Les marques ne sont pas déceptives. Il n'existe aucune instance officielle de contrôle ou de certification dans le domaine des bérets. Le seul emploi de l'adjectif « français » n'est pas de nature à induire le consommateur moyen en erreur sur l'existence d'une garantie officielle du produit. Le béret constituant un produit typiquement français qui vise un public de touristes français et étrangers, le terme « français » renvoie dans l'esprit du public à une spécificité nationale et non à une garantie officielle. Il en est de même pour l'emploi des couleurs du drapeau français dans la marque semi-figurative, compte tenu de l’agencement de ces couleurs dans une présentation stylisée, éloignée de celle du drapeau national.

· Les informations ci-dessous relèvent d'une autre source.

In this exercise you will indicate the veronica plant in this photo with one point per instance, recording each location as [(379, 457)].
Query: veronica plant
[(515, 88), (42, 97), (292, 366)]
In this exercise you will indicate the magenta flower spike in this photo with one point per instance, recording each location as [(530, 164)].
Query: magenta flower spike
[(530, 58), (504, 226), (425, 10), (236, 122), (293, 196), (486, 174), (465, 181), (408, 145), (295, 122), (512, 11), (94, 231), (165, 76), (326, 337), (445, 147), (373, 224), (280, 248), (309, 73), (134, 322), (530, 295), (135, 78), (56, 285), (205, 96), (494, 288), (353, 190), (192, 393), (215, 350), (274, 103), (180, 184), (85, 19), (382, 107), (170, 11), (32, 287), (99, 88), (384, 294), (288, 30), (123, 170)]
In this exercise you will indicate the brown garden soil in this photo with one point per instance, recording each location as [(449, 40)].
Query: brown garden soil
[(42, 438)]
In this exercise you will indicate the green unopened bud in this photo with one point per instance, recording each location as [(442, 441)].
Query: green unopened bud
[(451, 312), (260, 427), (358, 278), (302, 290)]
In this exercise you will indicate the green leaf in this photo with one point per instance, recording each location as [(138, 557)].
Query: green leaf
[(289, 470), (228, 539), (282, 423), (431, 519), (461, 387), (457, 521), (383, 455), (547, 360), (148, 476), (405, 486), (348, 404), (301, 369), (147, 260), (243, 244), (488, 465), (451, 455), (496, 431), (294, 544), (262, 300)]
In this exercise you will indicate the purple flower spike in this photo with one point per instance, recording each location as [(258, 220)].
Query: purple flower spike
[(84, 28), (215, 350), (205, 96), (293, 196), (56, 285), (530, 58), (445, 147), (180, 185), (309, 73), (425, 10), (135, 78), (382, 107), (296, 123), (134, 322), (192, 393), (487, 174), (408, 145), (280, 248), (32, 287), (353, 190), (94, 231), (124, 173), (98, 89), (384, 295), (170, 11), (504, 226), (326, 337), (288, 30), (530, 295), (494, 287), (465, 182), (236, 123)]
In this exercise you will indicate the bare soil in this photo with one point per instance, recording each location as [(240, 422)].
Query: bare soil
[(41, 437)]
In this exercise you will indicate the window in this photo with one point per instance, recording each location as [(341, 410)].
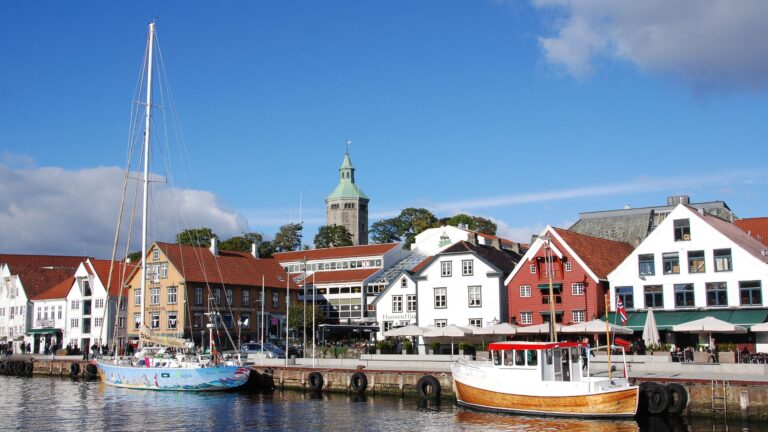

La cour d’appel est compétente pour statuer sur l’action en déchéance des marques formée postérieurement à la date d’entrée en vigueur des nouvelles dispositions du CPI relatives à la procédure administrative en déchéance. En effet, le nouvel article L716-5 II 1 du CPI prévoit que les tribunaux judiciaires sont exclusivement compétents lorsque des demandes en nullité ou en déchéance sont formées à titre principal ou reconventionnel par les parties de façon connexe à toute autre demande relevant de la compétence du tribunal et notamment à l'occasion d'une action en concurrence déloyale, comme c'est le cas en l'espèce.

La demande en déchéance de la marque verbale, présentée pour la première fois en cause d’appel, est recevable. Elle est nouvelle en ce qu’elle ne tend pas aux mêmes fins que la demande initiale en nullité de la marque, qui a un objet, un effet et un régime différents de ceux de la déchéance. L’article 564 du Code de procédure civile permet cependant aux parties de soumettre à la cour de nouvelles prétentions pour faire juger les questions nées de la survenance d’un fait. En l’espèce, l’écoulement du délai de cinq ans à compter de l’enregistrement de la marque constitue bien un fait survenu postérieurement à la procédure de première instance, de sorte que la demande est recevable.

Cour d'appel Bordeaux, 1re ch. civ., 11 mai 2021, 18/01905 (M20210112)
Laulhère SAS c. Rodolphe G et Le Béret français SARL
(Confirmation partielle TGI Bordeaux, 1re ch., 20 févr. 2018, 14/07511)

 

[1] CJUE, gde ch., Chartered Intitute of Patent Attorneys, 19 juin 2012, C-307/10, M20120364, PIBD 2012, 967, III-536 ; D., 26, 5 juill. 2012, p. 1673 ; Propr. industr., sept. 2012, p. 26 note de A. Folliard-Monguiral ; Europe, août-sept. 2012, p. 51 note de L. Idot ; RJDA, nov. 2012, p. 919 ; Comm. com. électr., déc. 2012, p. 23, note de C. Caron ; Propr. industr., nov. 2020, chron. 10, note de C. Le Goffic.